International
Deutschland

Rassismus auf Sylt: Die 7 neusten Entwicklungen

Video: twitter/@jw0365

Eklat auf Sylt hat Folgen – das Wichtigste in 7 Punkten

Das rassistische Gegröle mehrerer Partygäste auf der Insel Sylt sorgt seit Ende letzter Woche für Empörung. Der Vorfall hat Konsequenzen für diverse Beteiligte – und Unbeteiligte. Die sieben neusten Entwicklungen.
27.05.2024, 13:1227.05.2024, 15:04
Mehr «International»

Wie das Video entstand

Auf einem nur wenige Sekunden langen Video, das am Donnerstag viral gegangen war und zu Pfingsten entstanden sein soll, ist zu sehen und zu hören, wie junge Menschen zur Melodie des mehr als 20 Jahre alten Party-Hits «L’amour Toujours» von Gigi D'Agostino rassistische Parolen grölen. Schauplatz war ein Club auf der deutschen Nordseeinsel Sylt. Die Empörung in Deutschland und über die Landesgrenzen hinweg ist riesig – und hat Konsequenzen für diverse Beteiligte.

Der Bild liegt ein weiteres Video vor, das zeigt, wie die viral gegangenen Aufnahmen entstanden sind. Darin ist zu sehen, wie ein junger Mann zunächst minutenlang auf einer Erhöhung tanzt und dann sein iPhone zur Hand nimmt. Er schwenkt es durch die Menge und filmt seine Freundin, als sie die ausländerfeindlichen Parolen grölt.

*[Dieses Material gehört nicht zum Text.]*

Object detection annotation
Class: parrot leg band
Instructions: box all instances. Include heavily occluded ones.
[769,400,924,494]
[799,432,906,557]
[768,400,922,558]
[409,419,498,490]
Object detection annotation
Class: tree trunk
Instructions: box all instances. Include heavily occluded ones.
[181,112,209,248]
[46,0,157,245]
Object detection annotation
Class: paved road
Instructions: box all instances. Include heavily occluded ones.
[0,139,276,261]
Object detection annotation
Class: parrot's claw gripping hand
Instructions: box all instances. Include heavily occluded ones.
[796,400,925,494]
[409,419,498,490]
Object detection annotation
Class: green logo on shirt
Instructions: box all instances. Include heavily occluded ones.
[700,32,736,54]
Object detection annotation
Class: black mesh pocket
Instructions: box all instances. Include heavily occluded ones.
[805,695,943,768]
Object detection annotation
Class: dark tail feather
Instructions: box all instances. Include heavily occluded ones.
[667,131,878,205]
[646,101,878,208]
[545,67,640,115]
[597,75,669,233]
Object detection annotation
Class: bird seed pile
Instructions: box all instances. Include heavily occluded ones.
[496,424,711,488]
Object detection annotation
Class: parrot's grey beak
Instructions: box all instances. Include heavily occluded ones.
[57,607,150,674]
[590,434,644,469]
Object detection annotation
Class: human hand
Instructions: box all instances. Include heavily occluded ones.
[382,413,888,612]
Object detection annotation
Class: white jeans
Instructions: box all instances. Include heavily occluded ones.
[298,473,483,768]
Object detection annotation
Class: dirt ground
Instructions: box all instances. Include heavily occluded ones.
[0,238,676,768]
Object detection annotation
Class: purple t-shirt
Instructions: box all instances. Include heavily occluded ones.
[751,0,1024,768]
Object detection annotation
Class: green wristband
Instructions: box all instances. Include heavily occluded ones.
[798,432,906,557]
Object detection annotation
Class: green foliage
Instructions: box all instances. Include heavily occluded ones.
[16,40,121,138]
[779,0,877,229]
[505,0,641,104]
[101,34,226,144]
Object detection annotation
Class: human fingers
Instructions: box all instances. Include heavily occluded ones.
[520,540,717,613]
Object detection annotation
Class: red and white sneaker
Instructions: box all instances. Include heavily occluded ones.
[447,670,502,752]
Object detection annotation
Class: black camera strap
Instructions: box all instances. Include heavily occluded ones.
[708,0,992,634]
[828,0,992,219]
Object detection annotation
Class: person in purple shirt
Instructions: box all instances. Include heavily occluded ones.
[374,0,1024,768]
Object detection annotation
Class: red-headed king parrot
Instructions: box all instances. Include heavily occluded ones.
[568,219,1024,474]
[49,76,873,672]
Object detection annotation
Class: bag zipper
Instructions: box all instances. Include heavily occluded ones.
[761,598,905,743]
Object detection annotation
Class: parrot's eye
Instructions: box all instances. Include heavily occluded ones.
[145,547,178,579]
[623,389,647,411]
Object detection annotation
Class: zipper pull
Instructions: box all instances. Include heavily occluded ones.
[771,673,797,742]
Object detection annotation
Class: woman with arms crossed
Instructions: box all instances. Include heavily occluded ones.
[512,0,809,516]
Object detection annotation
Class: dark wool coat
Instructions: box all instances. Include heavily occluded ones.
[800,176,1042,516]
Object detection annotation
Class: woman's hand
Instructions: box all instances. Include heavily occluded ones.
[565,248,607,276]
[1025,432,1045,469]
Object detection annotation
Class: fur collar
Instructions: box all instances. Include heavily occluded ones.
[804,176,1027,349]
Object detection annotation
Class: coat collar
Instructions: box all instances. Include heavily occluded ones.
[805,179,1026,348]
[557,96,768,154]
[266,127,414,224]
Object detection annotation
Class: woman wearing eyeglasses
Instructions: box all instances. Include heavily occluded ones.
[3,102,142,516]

Gemäss Bild-Informationen soll es nicht der junge Mann selbst gewesen sein, der das Video in den sozialen Medien veröffentlichte. Stattdessen soll der Clip über eine Chat-Gruppe der Feier-Meute verbreitet worden sein.

Die Konsequenzen

Nachdem das Video am Donnerstag viral gegangen war, dauerte es nicht lange, bis die Personen im Video identifiziert wurden. Gemäss Bild-Informationen arbeitete der junge Mann, der filmte, als Berater für mittelständische Unternehmen – jetzt allerdings nicht mehr. Sein Arbeitgeber hatte umgehend auf das Video reagiert und die Konsequenzen gezogen:

«Wir sind schockiert über den abscheulichen Inhalt des Videos. Als der Vorfall bekannt wurde, haben wir umgehend reagiert und den Mitarbeiter fristlos gekündigt.»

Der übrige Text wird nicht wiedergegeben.